Case Link | View Now |
Opinion Filed | May 06, 2022 |
Attorney for the Case | Kathleen Sumner |
Amicus Brief Writers | Michael Bertics Vernon Sumwalt |
Court | NC Supreme Court |
Docket No. | 465A20 |
Before considering the merits of a controversy, courts must first determine if they have the legal capacity to hear the controversy. Courts can answer this question at all levels, even for the first time on appeal, and earlier cases have held that our appellate courts can do so without restraint from what inferior courts have already determined. So, when a majority of the Court of Appeals in Cunningham v.

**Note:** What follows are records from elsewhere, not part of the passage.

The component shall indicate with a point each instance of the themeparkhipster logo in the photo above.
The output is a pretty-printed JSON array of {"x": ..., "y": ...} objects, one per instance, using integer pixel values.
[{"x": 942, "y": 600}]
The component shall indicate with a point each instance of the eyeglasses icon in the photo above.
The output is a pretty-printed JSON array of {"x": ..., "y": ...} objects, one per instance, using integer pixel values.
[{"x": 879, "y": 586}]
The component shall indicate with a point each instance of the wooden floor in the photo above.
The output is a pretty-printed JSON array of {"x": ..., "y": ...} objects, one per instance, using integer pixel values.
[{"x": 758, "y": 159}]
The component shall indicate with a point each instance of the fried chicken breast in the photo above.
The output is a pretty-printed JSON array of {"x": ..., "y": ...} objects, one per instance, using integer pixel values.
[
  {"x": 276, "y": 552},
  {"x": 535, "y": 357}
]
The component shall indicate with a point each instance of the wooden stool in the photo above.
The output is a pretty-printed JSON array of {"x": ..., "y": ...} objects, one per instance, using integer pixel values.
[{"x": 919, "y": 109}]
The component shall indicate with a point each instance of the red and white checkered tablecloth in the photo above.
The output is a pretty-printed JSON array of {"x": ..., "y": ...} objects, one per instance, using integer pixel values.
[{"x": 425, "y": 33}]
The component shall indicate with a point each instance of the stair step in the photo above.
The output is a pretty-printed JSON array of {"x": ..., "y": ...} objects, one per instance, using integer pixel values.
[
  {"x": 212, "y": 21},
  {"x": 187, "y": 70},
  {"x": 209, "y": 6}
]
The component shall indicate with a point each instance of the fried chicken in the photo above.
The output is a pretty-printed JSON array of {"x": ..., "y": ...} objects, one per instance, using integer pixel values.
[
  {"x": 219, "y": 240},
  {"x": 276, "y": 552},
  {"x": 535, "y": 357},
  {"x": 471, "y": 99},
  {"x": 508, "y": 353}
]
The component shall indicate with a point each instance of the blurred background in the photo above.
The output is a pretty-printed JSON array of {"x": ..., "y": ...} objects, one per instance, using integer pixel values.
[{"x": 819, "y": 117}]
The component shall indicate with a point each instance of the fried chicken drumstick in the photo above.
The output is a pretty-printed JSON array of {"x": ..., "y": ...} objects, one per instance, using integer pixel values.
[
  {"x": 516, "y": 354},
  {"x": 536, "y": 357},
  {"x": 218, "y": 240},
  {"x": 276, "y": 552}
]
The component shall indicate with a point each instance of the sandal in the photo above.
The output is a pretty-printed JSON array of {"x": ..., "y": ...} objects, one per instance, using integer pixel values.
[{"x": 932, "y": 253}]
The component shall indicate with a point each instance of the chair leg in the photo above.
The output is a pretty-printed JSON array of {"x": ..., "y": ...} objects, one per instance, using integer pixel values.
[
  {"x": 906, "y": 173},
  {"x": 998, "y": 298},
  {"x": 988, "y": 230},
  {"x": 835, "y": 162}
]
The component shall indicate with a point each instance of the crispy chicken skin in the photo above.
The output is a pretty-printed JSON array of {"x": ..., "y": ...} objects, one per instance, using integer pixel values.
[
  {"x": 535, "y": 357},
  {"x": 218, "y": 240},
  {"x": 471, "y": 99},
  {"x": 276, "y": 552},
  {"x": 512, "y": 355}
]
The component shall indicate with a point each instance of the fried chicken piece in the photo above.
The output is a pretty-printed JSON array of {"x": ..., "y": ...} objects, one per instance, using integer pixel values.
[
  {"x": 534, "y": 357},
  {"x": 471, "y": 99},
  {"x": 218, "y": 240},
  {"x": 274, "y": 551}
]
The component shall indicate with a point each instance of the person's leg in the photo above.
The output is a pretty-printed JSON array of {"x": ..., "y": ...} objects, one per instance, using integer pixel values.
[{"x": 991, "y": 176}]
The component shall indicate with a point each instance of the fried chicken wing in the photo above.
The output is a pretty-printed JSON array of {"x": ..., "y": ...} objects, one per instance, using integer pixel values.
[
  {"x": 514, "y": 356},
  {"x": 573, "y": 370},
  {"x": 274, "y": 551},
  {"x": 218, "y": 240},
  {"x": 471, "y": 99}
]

Goodyear Tire & Rubber Co. reversed the Industrial Commission’s dismissal on the assumption that the Commission did not have jurisdiction, the question was whether our appellate courts were bound by the facts found by the Commission or if they could look at the facts with fresh eyes.
This case reached the Supreme Court of North Carolina based on a dissenting opinion at the Court of Appeals. The dissent proposed that our appellate courts were constrained to affirm the Industrial Commission’s dismissal if “any competent evidence” supported its findings, even if the reviewing court might have reached a different decision on their own. In contrast, the Court of Appeals’ majority opinion applied a de novo review of the jurisdictional facts, rejecting the Industrial Commission’s dismissal and deciding that the Commission did, in fact, have jurisdiction to decide the controversy.
The majority also held that an inadvertent lack of service under N.C. R. App. P. 26(b) was not a jurisdictional defect in the appeal that would mandate its dismissal. The dissent, on the other hand, differed with this conclusion. NCAJ’s amicus brief asserts that precedent answers both of these questions in the Plaintiff’s favor. Our appellate courts, including the Supreme Court, holds that the de novo standard of review applies to jurisdictional facts. Also, both our appellate courts have already held improper service under N.C. R. App. P. 26(b) is not jurisdiction, so that the Supreme Court should affirm the majority opinion of the Court of Appeals in entertaining the merits of the appeal.